Actually, it’s chemistry. For more than two centuries, scientists have tinkered with electrolysis, the use of an electric current to bring about a chemical reaction. That’s how we got metal electroplating and large-scale production of chlorine, used to bleach and sanitize.

It turns out that zapping salt water with low-voltage electricity creates a couple of powerful yet nontoxic cleaning agents. Sodium ions are converted into sodium hydroxide, an alkaline liquid that cleans and degreases like detergent, but without the scrubbing bubbles. Chloride ions become hypochlorous acid, a potent disinfectant known as acid water.

“It’s 10 times more effective than bleach in killing bacteria,” said Yen-Con Hung, a professor of food science at the University of Georgia-Griffin, who has been researching the water for more than a decade. “And it’s safe.”

There are drawbacks.

Electrolyzed water loses its potency fairly quickly, so it can’t be stored long. Machines are pricey and geared mainly for industrial use. The process also needs to be monitored frequently for the right strength.

Richard Wullaert, a Santa Barbara, Calif., consultant, said consumers should be careful.

“Some of these people are making claims that will get everybody in trouble,” said Wullaert, whose nonprofit Functional Water Society is spreading the word about electrolyzed water. “It’s time for some serious conferences with serious scientists to give this credibility.”

Most of the growth has happened outside the United States.Russians are putting electrolyzed water down oil wells to kill pesky microbes. Europeans use it to treat burn victims. Electrolyzing equipment is helping to sanitize drinking water in parts of Latin American and Africa.

In the U.S., the Department of Agriculture, the Food and Drug Administration and the Environmental Protection Agency have approved electrolyzed water for a variety of uses.
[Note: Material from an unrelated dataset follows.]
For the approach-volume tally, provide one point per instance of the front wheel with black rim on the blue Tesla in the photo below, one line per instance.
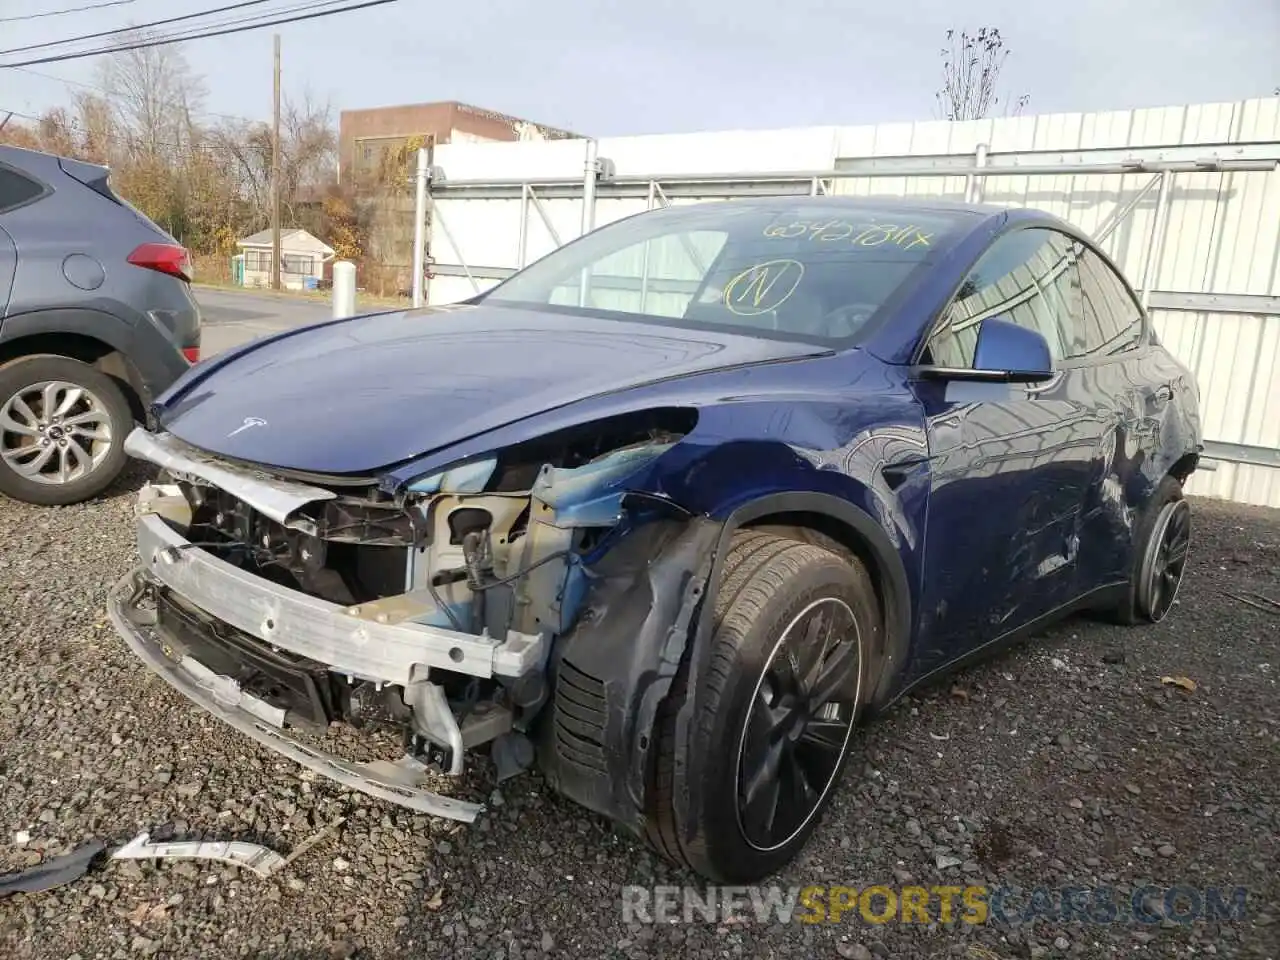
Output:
(798, 629)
Electrolyzer Corp. of Woburn, Mass., is going after the hospitality market. The Sheraton Delfina in Santa Monica purchased one of its machines. It looks like an oversized water heater, with two tanks side by side – one for making the hypochlorous acid sanitizer, the other for the sodium hydroxide cleanser.

Minnesota food scientist Joellen Feirtag found that the acid water killed E. coli, salmonella, listeria and other nasty pathogens.

She’s now encouraging food processors to consider it in combating the disease outbreaks that have roiled the industry.